We’ve seen this Indianisation before with pizza when it first arrived in Mumbai in the ’80s – it was made with that plump bread base topped with cheese that wouldn’t melt, (they didn’t notice that quirk for the next 10 years) and layered with a tomato base made either with pumpkin sauce or spiked with garam masala.
|Chef Francisco Balanquit of Tiffin, with his veg sushi platter|
Before that, Chinese food was similarly altered for Indian tastes and the indeginsation bubbles on at the hundreds of street-side Chinese stalls that dot the city.
And so vegetarian sushi, with stuffing like green asparagus, cucumber, Japanese black mushroom, Philadelphia cream cheese, avocado, bell peppers and tofu, all finished with seaweed and sticky vinegar rice.

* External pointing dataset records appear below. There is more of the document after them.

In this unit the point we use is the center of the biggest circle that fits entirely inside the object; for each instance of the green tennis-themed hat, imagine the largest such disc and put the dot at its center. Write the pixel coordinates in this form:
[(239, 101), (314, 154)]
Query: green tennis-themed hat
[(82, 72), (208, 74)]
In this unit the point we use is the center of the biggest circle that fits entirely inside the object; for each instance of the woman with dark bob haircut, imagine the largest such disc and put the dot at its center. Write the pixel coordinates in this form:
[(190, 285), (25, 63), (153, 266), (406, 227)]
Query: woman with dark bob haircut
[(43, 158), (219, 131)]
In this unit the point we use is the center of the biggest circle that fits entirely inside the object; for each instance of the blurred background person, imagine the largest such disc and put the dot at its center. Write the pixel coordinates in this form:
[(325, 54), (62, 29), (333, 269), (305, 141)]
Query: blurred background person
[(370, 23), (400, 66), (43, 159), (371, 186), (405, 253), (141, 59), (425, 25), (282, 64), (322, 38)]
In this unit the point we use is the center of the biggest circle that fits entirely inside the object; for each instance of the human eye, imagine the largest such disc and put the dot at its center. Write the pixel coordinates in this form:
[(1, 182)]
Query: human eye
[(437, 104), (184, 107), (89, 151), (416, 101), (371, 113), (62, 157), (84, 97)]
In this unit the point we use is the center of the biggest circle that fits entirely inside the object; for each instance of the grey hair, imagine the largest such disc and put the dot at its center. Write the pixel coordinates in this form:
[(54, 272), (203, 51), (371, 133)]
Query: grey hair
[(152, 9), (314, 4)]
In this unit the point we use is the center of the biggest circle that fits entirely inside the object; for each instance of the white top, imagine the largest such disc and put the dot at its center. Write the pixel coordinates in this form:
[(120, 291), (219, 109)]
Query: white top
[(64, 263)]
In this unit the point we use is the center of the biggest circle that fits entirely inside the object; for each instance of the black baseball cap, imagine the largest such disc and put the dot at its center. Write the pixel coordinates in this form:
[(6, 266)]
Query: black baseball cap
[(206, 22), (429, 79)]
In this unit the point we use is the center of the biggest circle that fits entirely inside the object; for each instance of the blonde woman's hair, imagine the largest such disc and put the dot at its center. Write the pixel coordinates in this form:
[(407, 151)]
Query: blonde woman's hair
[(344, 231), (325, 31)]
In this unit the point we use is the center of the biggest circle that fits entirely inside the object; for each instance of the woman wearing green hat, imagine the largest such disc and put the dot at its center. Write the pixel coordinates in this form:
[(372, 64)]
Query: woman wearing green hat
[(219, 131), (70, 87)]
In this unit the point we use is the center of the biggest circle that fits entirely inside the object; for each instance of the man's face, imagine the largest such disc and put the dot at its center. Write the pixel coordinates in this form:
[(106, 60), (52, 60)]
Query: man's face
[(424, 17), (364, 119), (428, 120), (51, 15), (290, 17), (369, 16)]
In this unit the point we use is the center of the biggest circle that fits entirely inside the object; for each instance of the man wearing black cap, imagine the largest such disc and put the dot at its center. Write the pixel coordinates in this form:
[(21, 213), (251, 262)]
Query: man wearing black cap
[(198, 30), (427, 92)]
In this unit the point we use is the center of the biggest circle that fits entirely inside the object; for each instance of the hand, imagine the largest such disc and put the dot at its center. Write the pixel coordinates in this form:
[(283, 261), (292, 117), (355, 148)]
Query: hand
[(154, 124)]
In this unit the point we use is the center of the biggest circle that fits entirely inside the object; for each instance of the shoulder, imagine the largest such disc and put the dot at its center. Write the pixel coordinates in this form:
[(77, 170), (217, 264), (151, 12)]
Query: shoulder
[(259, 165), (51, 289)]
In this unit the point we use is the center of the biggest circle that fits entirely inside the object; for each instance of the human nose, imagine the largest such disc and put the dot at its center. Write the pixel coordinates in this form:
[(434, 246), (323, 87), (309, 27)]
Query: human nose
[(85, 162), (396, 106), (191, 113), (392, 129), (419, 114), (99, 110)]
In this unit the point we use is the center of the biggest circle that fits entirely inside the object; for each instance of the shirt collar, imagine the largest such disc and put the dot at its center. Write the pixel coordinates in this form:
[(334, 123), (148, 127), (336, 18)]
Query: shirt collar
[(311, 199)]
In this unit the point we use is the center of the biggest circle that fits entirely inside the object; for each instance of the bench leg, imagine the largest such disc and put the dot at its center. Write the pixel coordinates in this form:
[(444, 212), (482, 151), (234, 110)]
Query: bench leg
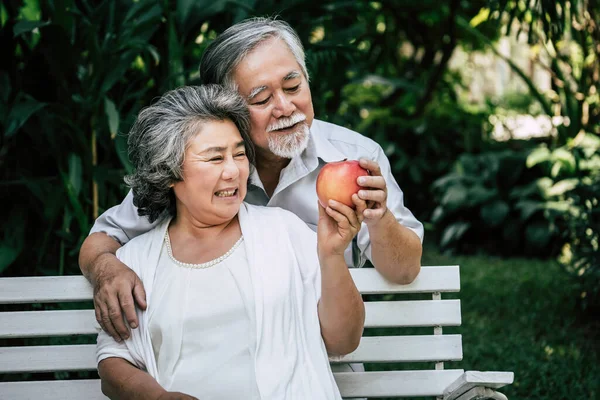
[(482, 393)]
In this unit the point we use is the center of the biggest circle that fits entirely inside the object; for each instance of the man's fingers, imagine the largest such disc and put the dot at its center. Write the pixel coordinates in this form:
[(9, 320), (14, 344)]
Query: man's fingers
[(116, 318), (370, 165), (361, 206), (126, 303), (374, 182), (107, 323), (374, 213), (345, 216), (139, 293), (378, 196)]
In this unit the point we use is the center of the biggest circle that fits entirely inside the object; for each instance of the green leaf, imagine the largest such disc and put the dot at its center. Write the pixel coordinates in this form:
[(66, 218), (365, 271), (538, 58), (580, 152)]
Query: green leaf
[(562, 187), (122, 152), (494, 213), (454, 232), (528, 208), (8, 255), (113, 116), (455, 198), (539, 155), (538, 234), (20, 113), (482, 16), (4, 86), (479, 195), (75, 173), (27, 26), (13, 242)]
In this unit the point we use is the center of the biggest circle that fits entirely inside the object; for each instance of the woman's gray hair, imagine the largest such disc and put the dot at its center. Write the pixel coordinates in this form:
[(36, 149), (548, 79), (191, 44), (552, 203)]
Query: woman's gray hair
[(161, 133), (225, 53)]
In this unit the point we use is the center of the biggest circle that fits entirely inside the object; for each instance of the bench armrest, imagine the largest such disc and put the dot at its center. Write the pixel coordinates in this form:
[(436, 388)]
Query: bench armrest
[(478, 385)]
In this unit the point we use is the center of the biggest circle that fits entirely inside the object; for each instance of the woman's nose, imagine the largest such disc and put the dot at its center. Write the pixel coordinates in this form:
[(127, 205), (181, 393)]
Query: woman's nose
[(230, 169)]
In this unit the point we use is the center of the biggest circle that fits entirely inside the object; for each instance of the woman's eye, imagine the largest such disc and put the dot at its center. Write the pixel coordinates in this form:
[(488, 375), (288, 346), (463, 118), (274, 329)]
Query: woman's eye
[(260, 103)]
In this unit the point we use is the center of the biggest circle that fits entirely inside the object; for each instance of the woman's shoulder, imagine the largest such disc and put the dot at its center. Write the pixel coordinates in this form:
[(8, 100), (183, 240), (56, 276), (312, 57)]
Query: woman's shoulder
[(140, 244), (273, 213)]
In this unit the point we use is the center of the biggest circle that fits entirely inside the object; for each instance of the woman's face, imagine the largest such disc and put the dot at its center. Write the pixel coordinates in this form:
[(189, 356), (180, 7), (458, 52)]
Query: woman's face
[(215, 175)]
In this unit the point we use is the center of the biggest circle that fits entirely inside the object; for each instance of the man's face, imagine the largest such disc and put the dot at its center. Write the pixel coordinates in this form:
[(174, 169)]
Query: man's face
[(278, 96)]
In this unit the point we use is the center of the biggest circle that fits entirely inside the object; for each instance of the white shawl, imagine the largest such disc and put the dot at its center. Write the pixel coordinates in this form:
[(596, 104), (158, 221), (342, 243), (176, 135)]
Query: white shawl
[(290, 359)]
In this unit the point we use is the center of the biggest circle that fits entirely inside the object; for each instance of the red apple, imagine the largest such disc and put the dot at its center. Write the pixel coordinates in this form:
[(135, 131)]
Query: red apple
[(337, 181)]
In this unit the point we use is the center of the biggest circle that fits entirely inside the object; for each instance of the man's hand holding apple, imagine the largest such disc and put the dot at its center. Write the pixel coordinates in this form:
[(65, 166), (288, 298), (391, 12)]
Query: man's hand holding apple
[(337, 226), (373, 190)]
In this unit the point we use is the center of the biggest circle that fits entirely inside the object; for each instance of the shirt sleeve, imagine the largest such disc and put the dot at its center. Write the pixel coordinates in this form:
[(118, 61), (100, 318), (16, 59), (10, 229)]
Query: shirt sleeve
[(122, 222), (395, 203), (107, 347)]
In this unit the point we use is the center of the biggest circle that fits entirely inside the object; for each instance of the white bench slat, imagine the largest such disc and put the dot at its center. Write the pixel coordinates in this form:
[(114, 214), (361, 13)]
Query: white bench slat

“Our menu spans sushi with its traditional seafood fillings as well as its Indian version with vegetarian fillings,” says Aditya Kilachand, partner, Tetsuma, which has a lavish vegetarian spread.
The fare here is freshly rolled and uncomplicated. Kilachand tells us about new arrivals like Inari, a Nobu-style sushi comprising tofu pockets stuffed with rice and bamboo shoots. And for purist sushi souls, these to can be spiked with wasabi, which the Japanese say feels like the kick of a mule.
Everyone from J W Marriott’s Spices to trendy standalones like Busaba, Zenzi, Japengo Café and Origami now offer this delicate hand crafted preparation in vegetarian guise.
“A vast and ever growing majority of our diners are either turning vegetarian or already are for religious reasons,” says executive chef Matthew Cropp of The Oberoi. “Hence there is a need to offer this fare in a slightly altered form to appease clients,” he finishes.
A large number of chefs never liked it when diners would ask them to make, say, their pomodoro spicy enough for Indian palates. “I dislike it when people ask for add-ons, sides and toppings to continental meals that are typically light on flavour,” says executive chef Hemant Oberoi of Taj Mahal Palace and Towers.
Chefs like him found a solution in a standard set of flavour boosters: spicy paprika, a tub of oregano and that dependable little bottle of McIlhenny’s Tabasco sauce – which they placed on each table. If diners wanted their Continental slaughtered, they have to do it themselves.